Ahora estoy en el coche con Katerina, a punto de enfilar la avenida Alexandras.
– No es preciso que te quedes más tiempo en Atenas -digo de mala gana-. Ya estoy bien, puedes volver a Salónica.
– ¿Intentas librarte de mí? -pregunta riéndose.
– Lo que no quiero es que te retrases en los estudios por mi culpa.
– No me retraso en absoluto. De todas formas tenía que venir a Atenas para conseguir parte de la bibliografía. Pensaba hacerlo en Navidad pero, ya que estoy aquí, he empezado la tarea. Después de dejarte por las mañanas voy a la biblioteca de la facultad de Derecho o a la Biblioteca Nacional, trabajo hasta la una y luego vuelvo a recogerte.
Su explicación me llena de alivio.
– ¿Cuánto tiempo piensas quedarte? -pregunto. Así son las cosas: si alguien te da la mano, quieres el brazo entero.

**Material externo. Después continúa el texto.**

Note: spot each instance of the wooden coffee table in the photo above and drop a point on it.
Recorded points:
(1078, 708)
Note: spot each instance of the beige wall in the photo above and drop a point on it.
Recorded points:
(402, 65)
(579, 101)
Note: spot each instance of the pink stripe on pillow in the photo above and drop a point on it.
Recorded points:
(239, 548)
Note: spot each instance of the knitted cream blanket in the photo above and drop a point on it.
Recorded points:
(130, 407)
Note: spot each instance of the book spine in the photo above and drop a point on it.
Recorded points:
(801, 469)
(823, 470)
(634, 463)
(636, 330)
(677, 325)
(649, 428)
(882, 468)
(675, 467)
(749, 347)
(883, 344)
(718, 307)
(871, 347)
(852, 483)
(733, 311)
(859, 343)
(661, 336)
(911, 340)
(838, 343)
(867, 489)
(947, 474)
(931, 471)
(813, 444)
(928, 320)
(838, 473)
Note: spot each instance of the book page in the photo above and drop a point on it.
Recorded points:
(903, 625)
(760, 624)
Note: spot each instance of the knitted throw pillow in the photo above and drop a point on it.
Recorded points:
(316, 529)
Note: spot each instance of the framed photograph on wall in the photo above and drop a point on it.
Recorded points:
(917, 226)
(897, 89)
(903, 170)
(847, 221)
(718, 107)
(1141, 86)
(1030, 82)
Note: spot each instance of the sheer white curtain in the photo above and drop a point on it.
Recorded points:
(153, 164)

– No sé, depende de cuánto tarde en reunir toda la bibliografía -responde vagamente-. Pasaré a recogerte a la una -añade mientras bajo del coche.
– A las dos.
Hace un ademán de negación con un dedo y arranca antes de que yo acierte a contradecirla.

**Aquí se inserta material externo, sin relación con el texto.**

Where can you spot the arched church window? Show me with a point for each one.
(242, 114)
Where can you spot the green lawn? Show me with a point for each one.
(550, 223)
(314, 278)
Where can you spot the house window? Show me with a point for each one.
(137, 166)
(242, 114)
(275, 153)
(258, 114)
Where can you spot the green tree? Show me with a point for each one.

Paso primero por la cantina para pedir mi espumoso café griego ma non troppo. He dejado los cruasanes, porque Adrianí insiste en que desayune como Dios manda y no «productos de plástico». Se levanta antes que yo y me sirve tostadas con mantequilla y mermelada de naranja, que preparó ella misma mientras yo estaba en el hospital. Aún se niega a cocinar tomates rellenos, alegando que son indigestos, pero yo ya he urdido un plan. Me quejaré y suplicaré hasta que ella acceda, aunque sólo sea para darme ánimos y evitar que caiga en una depresión.